Imre Kovách ( Institute for Political Science of the Hungarian Academy of Sciences, Budapest), Petra Derkzen and I are organising a working group on “the governance of semi-subsistent food and farming strategies in the countryside and city- a compartive perspective” at the 24th ESRS congress in Chania (Greece) from 22-25 of August 2011. We would like to invite all interested researchers to submit their papers dealing with empirical or theoretical reflections on the driving forces, structure and mechanisms of semisubsistence food and farming strategies in the countryside and-or cities, both within developed and developing countries. Abstracts may be submitted to Imre Kovach (firstname.lastname@example.org) AND email@example.com until the 30th of April 2011. For a more detailed description of the workshop please read further…
Despite the policy‐driven agricultural modernization, semi‐subsistence food and farming strategies are still vibrantly present in rural but also increasingly in urban areas. This presence of ongoing and newly born alternative livelihood strategies poses important questions of how to understand current counter tendencies in farming and food provisioning. This working group therefore intents to stimulate comparative debate in order to enlarge our understanding about both rural and urban heterogeneity in governing semi‐subsistence food provisioning.
In new CEE member and candidate countries, semi‐subsistence farming strategies have long been recognized as a wide‐spread rural tradition In these countries, semi‐subsistence farming strategies often serve a social safety net function and are a crucial source to supplement off‐farm income In addition, they are often regarded as a sign of independence from the government, and have symbolic value for inhabitants of former socialist and communist countries Concerning the EU enlargement, semi‐subsistence farming strategies are thus becoming an increasing rural component in the European Union.
Also within metropolitan areas, semi‐subsistence food provisioning strategies are emerging rapidly. While in developing countries, city dwellers are often driven into semisubsistence urban agriculture through a lack of resources, also in rich cities all over the world urban citizens engage in alternative food provisioning strategies to show resistance and rejection towards products of modern agriculture, to regain control over their nutrients and to somehow reconnect to nature.
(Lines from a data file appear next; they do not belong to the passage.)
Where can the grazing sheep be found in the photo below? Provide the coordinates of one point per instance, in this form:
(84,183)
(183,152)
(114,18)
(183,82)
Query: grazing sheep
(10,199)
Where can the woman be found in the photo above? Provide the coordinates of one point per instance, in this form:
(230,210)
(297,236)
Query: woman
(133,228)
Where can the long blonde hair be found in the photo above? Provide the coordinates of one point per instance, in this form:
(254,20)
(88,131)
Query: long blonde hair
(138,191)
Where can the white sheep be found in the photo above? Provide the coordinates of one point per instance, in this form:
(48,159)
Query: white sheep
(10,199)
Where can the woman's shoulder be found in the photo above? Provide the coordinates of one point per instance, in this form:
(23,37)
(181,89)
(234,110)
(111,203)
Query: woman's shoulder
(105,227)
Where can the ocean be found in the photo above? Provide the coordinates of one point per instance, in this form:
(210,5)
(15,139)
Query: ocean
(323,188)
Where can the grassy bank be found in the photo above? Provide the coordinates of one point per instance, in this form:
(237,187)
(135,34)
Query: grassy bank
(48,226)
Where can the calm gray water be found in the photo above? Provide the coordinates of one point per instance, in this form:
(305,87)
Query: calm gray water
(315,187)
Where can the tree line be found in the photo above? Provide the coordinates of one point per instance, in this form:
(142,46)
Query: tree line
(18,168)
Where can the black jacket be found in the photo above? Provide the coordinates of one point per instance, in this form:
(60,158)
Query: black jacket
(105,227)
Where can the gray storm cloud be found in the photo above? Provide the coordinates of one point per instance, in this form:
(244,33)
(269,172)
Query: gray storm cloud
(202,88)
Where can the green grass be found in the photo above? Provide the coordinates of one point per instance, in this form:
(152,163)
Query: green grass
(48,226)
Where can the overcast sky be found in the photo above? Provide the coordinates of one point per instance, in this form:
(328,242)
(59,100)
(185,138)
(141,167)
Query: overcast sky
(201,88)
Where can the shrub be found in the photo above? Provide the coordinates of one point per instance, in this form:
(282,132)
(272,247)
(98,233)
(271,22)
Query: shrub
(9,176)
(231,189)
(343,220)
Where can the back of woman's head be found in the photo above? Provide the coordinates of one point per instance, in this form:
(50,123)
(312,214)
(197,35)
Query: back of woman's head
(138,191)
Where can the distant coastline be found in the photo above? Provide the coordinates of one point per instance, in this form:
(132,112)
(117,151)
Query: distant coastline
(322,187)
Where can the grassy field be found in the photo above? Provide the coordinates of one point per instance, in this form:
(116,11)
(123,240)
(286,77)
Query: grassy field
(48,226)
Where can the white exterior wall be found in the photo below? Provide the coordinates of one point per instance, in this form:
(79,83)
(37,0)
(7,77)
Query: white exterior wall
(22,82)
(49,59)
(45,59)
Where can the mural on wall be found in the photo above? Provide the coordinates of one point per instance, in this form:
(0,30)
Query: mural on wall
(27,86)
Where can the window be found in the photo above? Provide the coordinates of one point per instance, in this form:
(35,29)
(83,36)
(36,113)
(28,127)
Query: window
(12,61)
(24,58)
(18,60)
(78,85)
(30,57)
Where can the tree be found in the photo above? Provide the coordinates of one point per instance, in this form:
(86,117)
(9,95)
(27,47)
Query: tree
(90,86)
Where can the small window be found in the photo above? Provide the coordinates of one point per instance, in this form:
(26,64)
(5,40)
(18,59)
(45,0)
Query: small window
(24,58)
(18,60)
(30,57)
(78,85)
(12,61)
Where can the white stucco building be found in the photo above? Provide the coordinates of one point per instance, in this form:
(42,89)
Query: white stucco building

Even though rural and urban citizens may have different motivations to utilize semisubsistence food provisioning strategies, the underlying driving forces might be similar, such as the perseverance or regaining of autonomy and control over food production and showing resistance towards existing regimes by engagement in informal networks that work alongside (or contra) the mainstream approach to food production.
Semi‐subsistence lifestyles in the countryside have been widely research but the link and possible new insights by comparative perspective with urban areas has not received much scientific attention so far. This workshop is thus aimed at creating a knowledge pool over the underlying driving forces and mechanisms which govern semi‐subsistence food and farming strategies in order to promote value driven, economically, ecologically and socially sustainable urban/rural food provisioning against the policy driven mainstream idea of modern agriculture.
We invite researchers to submit an abstract of their paper dealing with empirical or theoretical reflections on the driving forces, structures and mechanisms of semisubsistence food and farming strategies in the countryside and‐or cities both within developing and developed countries.